De non-relatie verwijst naar alle momenten waarop de onmiddellijk geleefde werkelijkheid primeert op de mediatisering en
representatie ervan, naar het geleefde leven dus. Pas in die werkelijkheid
kan de democratie democratie zijn. Een demos treedt in de plaats van een publiek
en manifesteert zich als handelende kracht in plaats van passieve, regeerbare
materie.
Wat doet me hier
precies rillen? Ik beluister een tekst een fractie eerder dan dat ik hem zie.
Dus word ik geplet door een dreun van hoofdzinnen die bijna steeds één volgorde
huldigen: onderwerp-persoonsvorm. Dat daarbij het naamwoordelijk gezegde in
overtal is, tovert de dreun om tot voorschrift.

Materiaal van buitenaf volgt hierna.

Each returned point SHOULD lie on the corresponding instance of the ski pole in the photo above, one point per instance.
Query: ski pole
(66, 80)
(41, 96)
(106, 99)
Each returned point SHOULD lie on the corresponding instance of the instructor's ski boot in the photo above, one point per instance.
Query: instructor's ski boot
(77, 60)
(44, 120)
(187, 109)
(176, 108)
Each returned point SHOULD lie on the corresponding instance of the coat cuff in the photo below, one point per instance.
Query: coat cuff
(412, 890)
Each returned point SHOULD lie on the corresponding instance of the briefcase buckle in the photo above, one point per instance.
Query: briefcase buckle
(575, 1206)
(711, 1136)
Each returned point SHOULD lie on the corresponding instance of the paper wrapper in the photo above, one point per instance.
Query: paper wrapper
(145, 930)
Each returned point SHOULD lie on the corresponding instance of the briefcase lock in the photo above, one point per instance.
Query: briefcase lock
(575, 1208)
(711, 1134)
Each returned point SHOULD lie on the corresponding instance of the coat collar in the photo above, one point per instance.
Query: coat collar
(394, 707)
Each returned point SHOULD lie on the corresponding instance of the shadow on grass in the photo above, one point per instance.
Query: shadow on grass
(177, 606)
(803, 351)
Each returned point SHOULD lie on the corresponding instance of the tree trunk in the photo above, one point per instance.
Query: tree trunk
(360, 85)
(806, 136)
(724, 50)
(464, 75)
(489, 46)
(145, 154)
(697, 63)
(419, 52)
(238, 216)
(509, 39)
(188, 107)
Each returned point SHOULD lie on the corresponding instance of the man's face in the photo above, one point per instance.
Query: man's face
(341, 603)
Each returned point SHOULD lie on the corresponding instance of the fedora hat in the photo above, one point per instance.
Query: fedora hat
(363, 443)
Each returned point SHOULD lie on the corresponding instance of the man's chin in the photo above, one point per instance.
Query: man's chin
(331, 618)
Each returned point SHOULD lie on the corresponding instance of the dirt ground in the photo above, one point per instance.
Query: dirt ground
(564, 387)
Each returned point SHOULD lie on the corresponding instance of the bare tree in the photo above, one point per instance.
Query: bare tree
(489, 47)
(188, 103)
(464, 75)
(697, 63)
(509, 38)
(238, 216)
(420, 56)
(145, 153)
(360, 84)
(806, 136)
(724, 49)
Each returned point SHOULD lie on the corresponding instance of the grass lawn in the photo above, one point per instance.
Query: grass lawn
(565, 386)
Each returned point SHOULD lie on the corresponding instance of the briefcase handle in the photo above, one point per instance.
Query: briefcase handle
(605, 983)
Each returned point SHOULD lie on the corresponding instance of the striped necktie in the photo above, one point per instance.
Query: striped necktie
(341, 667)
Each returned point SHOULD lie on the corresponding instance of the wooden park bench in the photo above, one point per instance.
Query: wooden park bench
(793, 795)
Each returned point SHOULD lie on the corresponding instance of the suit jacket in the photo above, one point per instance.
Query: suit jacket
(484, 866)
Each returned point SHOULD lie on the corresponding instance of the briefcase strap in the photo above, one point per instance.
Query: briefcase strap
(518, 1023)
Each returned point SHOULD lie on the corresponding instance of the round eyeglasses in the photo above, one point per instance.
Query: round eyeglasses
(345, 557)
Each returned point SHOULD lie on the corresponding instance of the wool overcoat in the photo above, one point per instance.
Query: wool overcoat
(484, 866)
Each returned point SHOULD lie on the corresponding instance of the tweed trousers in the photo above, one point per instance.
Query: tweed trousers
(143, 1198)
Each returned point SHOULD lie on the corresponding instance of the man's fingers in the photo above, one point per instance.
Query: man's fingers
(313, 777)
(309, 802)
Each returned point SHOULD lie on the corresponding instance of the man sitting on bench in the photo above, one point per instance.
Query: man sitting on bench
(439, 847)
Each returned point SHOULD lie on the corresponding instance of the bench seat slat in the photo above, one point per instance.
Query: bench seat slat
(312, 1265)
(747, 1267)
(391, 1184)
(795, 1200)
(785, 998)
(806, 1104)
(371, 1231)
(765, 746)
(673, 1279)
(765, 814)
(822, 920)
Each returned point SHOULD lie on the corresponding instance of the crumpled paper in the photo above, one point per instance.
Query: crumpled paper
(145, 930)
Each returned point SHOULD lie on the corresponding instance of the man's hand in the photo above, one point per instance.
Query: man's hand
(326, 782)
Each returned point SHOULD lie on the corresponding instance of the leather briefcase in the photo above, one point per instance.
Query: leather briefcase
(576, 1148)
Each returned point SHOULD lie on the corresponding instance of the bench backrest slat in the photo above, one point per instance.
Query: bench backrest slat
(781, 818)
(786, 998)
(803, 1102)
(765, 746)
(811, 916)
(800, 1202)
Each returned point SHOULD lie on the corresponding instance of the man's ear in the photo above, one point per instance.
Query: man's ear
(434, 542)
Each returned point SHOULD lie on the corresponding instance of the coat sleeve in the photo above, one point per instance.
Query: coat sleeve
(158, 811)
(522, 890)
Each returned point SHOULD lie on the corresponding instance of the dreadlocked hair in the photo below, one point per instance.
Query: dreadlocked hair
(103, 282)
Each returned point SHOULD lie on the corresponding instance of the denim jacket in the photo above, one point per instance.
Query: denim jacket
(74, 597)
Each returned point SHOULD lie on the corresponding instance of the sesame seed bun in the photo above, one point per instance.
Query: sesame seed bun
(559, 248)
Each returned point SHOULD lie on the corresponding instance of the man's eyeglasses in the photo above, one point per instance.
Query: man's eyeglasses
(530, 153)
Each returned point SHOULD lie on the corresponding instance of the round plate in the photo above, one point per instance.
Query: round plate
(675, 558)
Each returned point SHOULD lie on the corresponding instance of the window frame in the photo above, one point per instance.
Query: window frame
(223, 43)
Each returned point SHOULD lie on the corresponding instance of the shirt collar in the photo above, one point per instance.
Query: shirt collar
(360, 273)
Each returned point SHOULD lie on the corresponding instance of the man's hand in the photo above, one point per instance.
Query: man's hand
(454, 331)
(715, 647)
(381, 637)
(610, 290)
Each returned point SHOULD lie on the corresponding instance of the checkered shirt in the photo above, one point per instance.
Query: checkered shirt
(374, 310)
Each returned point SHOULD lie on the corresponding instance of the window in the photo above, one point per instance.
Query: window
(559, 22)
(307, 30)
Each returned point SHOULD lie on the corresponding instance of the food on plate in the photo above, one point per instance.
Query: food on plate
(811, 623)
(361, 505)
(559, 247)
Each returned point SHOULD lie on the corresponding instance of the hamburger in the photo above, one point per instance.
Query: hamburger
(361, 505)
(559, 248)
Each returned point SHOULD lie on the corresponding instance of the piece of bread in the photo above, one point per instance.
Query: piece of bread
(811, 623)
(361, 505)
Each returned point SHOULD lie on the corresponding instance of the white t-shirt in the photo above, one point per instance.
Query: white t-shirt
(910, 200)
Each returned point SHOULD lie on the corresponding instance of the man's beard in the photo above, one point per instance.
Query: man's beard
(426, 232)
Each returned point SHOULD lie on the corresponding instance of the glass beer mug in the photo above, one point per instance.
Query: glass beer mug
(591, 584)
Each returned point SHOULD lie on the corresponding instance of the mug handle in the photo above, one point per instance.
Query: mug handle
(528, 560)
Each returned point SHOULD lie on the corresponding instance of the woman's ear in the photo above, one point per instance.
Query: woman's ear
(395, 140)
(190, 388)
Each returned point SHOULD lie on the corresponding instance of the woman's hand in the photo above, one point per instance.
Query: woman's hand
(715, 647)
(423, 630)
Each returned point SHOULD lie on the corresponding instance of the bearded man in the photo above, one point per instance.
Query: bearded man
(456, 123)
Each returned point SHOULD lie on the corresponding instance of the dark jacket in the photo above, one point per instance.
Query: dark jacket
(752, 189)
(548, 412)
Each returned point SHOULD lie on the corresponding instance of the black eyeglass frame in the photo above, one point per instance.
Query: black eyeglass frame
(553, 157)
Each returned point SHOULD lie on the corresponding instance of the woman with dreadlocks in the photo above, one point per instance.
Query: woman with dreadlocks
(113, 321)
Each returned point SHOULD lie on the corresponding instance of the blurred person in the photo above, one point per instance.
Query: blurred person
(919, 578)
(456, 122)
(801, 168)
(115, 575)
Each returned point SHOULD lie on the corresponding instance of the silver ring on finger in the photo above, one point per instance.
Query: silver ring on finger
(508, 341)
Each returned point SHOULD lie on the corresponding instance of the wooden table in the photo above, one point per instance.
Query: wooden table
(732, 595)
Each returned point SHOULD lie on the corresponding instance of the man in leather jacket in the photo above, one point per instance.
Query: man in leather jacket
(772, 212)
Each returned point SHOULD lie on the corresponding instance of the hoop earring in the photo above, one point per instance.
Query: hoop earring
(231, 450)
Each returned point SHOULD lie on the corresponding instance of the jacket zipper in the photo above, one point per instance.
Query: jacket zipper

Ik noem het gauw pastoraal,
zodat na mijn oren ook mijn ogen zich kunnen verdedigen tegen de cursievenaanval.
Mijn stelling, die
ook de markeerstiftideologie wil bereiken: ze maakt van het denken kitsch.
Daarom stel ik
voor elke leerling een stapeltje papier te geven met de uiteenlopendste teksten,
waarvan men een samenvatting moet doorfluisteren in het oor van een lotgenoot die
dat verhaal verder vertelt. Voorwaarde is dat iedereen parafraseert en geen
mening geeft. En een mondkapje draagt.